Wie Nicole Demmer, so war auch Pressesprecherin Carmen Shamsianpur früher Atheistin, erzählt sie. Aber obwohl alles rund lief, habe sie das Gefühl gehabt, ihr Leben sei „leer“. Zur TOS habe sie durch Gott gefunden. Die „Gemeinschaft mit anderen Christen“ zu pflegen, sei ihr wichtig, sagt die 35-Jährige, die eine Armbanduhr mit Davidstern und jüdischem Ziffernblatt trägt.

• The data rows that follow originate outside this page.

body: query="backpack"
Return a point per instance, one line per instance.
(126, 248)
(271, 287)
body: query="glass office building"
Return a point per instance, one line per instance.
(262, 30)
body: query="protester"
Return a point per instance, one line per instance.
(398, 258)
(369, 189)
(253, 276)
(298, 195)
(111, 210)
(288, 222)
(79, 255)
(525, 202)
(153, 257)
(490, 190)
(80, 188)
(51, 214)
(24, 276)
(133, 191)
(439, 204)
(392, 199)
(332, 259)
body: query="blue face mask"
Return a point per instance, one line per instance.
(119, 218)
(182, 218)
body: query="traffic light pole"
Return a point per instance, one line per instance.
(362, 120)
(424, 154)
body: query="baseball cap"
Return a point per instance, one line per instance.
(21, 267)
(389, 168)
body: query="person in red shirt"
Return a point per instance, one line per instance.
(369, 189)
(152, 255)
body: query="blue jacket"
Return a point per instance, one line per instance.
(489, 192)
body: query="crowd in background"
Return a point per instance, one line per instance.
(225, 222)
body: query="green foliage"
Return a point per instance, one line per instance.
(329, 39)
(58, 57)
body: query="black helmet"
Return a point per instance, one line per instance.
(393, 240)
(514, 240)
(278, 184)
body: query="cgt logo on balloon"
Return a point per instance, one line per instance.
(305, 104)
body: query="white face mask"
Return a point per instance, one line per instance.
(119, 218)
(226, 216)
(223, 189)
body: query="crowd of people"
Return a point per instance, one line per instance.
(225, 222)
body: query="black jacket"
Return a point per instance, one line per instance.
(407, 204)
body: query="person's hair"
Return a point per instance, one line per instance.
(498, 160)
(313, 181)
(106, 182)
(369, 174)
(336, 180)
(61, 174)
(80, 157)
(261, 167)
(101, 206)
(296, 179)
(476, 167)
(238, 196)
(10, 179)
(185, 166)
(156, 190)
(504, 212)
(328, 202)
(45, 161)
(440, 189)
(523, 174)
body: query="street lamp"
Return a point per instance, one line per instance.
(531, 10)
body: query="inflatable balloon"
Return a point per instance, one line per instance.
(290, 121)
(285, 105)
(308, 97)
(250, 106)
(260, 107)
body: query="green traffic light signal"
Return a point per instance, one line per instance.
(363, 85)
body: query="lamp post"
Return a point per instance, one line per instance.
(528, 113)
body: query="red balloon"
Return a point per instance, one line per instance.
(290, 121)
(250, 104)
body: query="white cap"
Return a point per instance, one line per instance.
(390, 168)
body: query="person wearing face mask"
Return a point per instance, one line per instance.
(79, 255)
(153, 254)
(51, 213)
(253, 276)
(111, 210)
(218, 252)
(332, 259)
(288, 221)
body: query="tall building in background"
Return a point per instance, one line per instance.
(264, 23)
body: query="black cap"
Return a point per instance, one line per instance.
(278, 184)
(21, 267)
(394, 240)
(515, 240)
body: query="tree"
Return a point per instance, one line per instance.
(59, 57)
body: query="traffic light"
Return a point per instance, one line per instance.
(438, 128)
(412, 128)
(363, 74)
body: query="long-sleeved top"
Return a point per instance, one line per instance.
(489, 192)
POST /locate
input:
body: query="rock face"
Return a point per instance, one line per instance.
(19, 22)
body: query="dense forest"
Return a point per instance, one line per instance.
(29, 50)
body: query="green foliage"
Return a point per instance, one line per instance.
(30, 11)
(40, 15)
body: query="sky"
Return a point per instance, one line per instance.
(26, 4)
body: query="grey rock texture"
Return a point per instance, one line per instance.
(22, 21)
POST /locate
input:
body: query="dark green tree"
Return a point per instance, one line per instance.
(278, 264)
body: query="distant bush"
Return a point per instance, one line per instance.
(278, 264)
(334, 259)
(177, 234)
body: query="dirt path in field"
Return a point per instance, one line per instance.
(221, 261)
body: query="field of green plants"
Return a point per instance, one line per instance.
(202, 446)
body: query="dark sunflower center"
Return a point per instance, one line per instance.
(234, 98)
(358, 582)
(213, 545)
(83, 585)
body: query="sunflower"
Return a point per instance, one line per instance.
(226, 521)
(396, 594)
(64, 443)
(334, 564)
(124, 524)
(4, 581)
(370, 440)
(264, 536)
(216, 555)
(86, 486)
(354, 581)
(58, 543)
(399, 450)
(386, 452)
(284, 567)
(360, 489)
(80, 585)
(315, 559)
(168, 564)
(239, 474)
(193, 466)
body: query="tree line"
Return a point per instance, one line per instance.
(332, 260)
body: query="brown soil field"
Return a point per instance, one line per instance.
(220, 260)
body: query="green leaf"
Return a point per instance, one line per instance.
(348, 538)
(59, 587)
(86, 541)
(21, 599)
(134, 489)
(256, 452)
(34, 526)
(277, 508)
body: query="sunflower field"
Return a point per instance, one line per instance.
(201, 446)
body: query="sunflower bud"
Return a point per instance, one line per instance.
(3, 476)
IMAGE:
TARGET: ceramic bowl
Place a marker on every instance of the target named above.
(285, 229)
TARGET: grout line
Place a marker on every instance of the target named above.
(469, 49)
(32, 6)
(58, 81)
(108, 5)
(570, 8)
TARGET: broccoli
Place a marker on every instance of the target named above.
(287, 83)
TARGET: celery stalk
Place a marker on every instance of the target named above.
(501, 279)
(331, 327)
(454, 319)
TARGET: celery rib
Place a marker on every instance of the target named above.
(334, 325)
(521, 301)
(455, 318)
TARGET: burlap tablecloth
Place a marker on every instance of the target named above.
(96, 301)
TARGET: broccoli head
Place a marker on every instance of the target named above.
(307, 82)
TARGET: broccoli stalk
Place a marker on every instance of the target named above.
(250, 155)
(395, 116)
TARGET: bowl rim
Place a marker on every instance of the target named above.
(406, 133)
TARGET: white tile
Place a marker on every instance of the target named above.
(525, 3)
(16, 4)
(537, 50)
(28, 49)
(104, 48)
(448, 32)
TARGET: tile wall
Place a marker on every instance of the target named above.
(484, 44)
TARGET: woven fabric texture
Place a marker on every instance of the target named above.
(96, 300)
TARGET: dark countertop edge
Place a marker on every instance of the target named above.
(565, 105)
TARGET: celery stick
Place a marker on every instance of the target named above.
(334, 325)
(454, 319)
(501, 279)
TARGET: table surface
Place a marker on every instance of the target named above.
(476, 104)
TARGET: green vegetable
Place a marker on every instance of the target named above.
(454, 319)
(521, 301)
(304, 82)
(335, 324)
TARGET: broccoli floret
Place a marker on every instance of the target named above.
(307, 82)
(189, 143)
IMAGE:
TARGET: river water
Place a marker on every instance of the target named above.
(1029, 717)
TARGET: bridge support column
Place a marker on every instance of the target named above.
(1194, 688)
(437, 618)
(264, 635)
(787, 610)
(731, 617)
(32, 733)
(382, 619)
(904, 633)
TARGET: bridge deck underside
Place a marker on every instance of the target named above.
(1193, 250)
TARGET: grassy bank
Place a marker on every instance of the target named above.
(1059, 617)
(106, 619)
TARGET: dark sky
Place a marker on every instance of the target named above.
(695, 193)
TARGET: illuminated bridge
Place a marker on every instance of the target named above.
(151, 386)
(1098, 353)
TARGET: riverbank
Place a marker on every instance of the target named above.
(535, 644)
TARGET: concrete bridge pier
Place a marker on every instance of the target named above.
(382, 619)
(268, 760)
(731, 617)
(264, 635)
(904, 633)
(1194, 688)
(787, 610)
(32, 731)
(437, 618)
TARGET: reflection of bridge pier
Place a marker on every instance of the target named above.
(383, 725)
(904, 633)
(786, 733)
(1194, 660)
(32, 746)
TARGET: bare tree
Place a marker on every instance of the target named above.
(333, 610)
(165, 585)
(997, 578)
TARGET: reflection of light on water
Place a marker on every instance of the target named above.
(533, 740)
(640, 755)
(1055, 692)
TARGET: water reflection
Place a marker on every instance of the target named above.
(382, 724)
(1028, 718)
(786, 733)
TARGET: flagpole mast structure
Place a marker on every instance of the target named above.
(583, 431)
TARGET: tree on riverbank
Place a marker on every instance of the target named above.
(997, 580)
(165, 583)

Dass Gott Krankheiten heilt, davon ist auch Shamsianpur überzeugt. Und: Die meisten Gemeindemitglieder seien Kreationisten, wie sie selbst. Dem Kreationismus zufolge wurde die Erde vor rund 6000 Jahren von Gott erschaffen. Das lasse sich mit wissenschaftlichen Erkenntnissen vereinbaren. So könnten mit jenen in der Bibel beschriebenen Tieren, die vor der Sintflut gelebt haben sollen, die Dinosaurier gemeint sein, glaubt Shamsianpur, die unter anderem für die Landeszentrale für politische Bildung arbeitet. Zwar seien wohl nicht alle Gemeindemitglieder Kreationisten. Jedoch: Sich dem Glauben hinzugeben bedeutet für Shamsianpur, die Dinge nicht zu relativieren: „Wenn, dann schlucke ich die Pille ganz.“

Mehr als Stadtmission

Die TOS-Gemeinde wurde 1987 von Jobst und Charlotte Bittner sowie weiteren Ehepaaren aus der Tübinger Baptistengemeinde gegründet. Zunächst gab es überkonfessionelle Gottesdienste, bevor man 1990 eine Freikirche gründete. Infolge der Missionsarbeit gilt „TOS“ heute als Eigenname und steht nicht mehr für „Tübinger Offensive Stadtmission“. Die TOS umfasst nach eigenen Angaben zwölf Gemeinden, fünf Gebetsdienste, ein Rehabilitationszentrum für Drogenabhängige und vier Häuser für Straßenkinder. Die TOS ist ein eingetragener Verein. Mitgliedsbeiträge gibt es nicht. Die Gläubigen sind angehalten, ein Zehntel ihres Bruttoeinkommens an die Gemeinde abzugeben.